Kräuterwandern: Gehen, sammeln, kochen
Foto: Christina Geyer
von Christina Geyer
Valerie Jarolim verrät auf Bergwelten monatlich ihre Lieblings-Wildkräuterrezepte. Redakteurin Christina Geyer hat sich persönlich von ihren Fähigkeiten überzeugt und war mit der diplomierten Kräuterpädagogin in Oberösterreich wandern, sammeln und kochen. Eine Reportage.
Eins ist gewiss: Eilig darf man es nicht haben, wenn man mit Valerie Jarolim wandern geht. Denn die diplomierte Kräuterpädagogin bleibt gefühlt jeden Meter stehen, um eine neu entdeckte Wildpflanze zu begutachten. „Ehrlich gesagt bin ich manchmal richtig erleichtert, wenn wir beim Wandern die Baumgrenze überschreiten. Dann habe ich endlich auch mal Augen für das Rundherum.“ Valerie lacht, blickt kurz auf – und senkt sofort wieder den Blick. Es könnte ja sein, dass ihrem scharfen Auge eine Pflanze entgeht.
Schon kniet sie wieder, pflückt ein längliches Blatt und sagt: „Plantago lanceolata – Spitzwegerich. Den kann man bei Erkrankungen der Atemwege einsetzen. Seine Schleimstoffe wirken reizlindernd und beruhigend bei Husten.“ Valerie ist ein wandelndes Kräuterlexikon: Namen, Inhaltsstoffe, Heilwirkung – sie schießt all diese Informationen aus der Hüfte. Für den kurzen Aufstieg aus Küpfern bei Weyer in Oberösterreich hinauf auf die kleine Alm, dem Ziel unserer Wanderung, brauchen wir gut zwei Stunden.

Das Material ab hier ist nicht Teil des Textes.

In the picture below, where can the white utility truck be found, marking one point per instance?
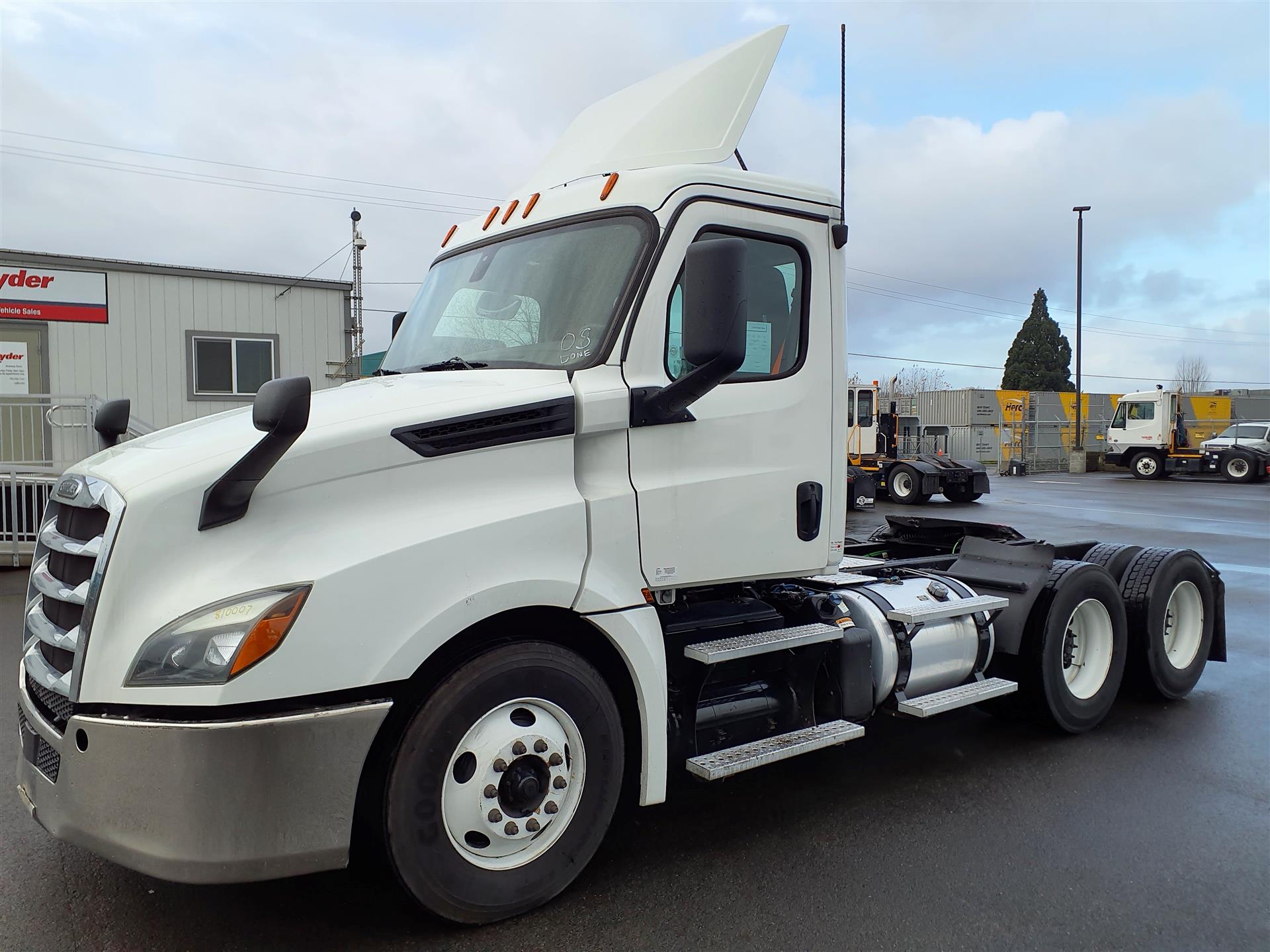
(458, 609)
(1148, 436)
(874, 443)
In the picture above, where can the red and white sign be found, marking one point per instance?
(33, 292)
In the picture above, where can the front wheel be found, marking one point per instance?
(1238, 468)
(1147, 466)
(503, 783)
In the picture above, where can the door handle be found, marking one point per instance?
(810, 510)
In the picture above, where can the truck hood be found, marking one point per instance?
(349, 427)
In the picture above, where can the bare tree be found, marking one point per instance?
(1191, 375)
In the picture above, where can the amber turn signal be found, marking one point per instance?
(270, 630)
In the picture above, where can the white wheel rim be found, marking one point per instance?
(523, 739)
(1087, 642)
(1184, 625)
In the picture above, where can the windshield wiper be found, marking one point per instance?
(454, 364)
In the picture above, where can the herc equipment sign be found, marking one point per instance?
(32, 292)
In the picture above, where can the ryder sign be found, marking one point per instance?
(33, 292)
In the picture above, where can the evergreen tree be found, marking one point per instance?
(1040, 357)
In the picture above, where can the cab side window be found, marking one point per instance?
(777, 323)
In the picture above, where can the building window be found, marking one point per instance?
(230, 367)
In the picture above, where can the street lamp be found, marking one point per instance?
(1080, 241)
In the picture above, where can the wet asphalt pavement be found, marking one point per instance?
(1152, 832)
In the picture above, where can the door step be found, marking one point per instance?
(952, 608)
(746, 645)
(959, 697)
(769, 750)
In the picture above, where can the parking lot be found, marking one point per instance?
(1152, 832)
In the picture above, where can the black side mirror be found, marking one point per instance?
(281, 410)
(112, 419)
(715, 309)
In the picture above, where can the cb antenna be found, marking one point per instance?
(840, 230)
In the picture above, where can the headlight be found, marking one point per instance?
(219, 641)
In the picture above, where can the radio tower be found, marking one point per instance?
(357, 331)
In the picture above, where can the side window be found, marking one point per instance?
(774, 328)
(867, 408)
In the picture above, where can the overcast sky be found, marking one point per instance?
(973, 129)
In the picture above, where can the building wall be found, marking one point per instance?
(142, 353)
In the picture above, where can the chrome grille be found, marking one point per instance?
(66, 570)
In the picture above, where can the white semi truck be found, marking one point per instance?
(458, 609)
(1148, 436)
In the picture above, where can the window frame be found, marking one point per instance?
(233, 337)
(804, 299)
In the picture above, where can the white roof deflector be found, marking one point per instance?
(694, 112)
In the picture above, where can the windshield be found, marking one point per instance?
(1246, 431)
(542, 300)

Der Korb ist bis zum Rand gefüllt, als wir auf der Alm ankommen. Bärlauchknospen, Waldmeister, Gänseblümchen, Brennessel, Rotklee, Giersch, Gundelrebe, Löwenzahn, Holunder – Valerie hat einen Plan, wahllos wird nichts gepflückt. Sie weiß genau, welcher Kräuter es für die geplanten Gerichte bedarf. Was sie von Goji-Beeren und Chia-Samen hält? Valerie lacht, zeigt auf die prachtvolle Almwiese und sagt: „Das ist mein Superfood!“ Und schon erklärt sie, warum es unsere heimischen Wildpflanzen problemlos mit dem importierten Mode-Superfood aufnehmen könnten: „Zum Vergleich: 100 Gramm Grünkohl enthalten 212 Milligramm Kalzium, dieselbe Menge Brennessel bringt es auf 630 Milligramm. Übrigens enthält die Brennessel auch sechs Mal so viel Vitamin C wie eine Zitrone.“
Angesichts solch beeindruckender Zahlen ist Valeries Ärger über die Bezeichnung „Unkraut“ durchaus verständlich. Gerade wild wachsende Pflanzen werden im Garten oft als lästiges und unerwünschtes Unkraut empfunden, dabei sind gerade sie es, die einen oftmals ungeahnten Nutzen für die Gesundheit des Menschen haben. „Heilpflanzen wirken aufgrund chemischer Stoffwechselprodukte, den sogenannten sekundären Pflanzeninhaltsstoffen“, erklärt Valerie. Dazu zählen unter anderem Bitterstoffe, Senfölglykoside und Schleimstoffe. Valerie legt die gesammelten Kräuter fein säuberlich am Tisch auf: Vor uns breitet sich eine Apotheke aus, die regionaler, saisonaler und frischer nicht sein könnte. „Und gratis ist das alles noch obendrein!“, sagt Valerie augenzwinkernd.
Es wird geschnippelt, aufgekocht, herausgebacken. Das Ergebnis kann sich sehen lassen: Wildes Pesto, Wildkräutersalat, ein Aufstrich aus Giersch, Löwenzahn und Gundelrebe, Holunderküchlein und Wildkräuterpalatschinken sind die beeindruckende Bilanz von Valeries Kochkünsten. Wir verkosten – und sind überzeugt. Nicht zuletzt weil wir plötzlich selbst das Gefühl haben, über Superkräfte zu verfügen.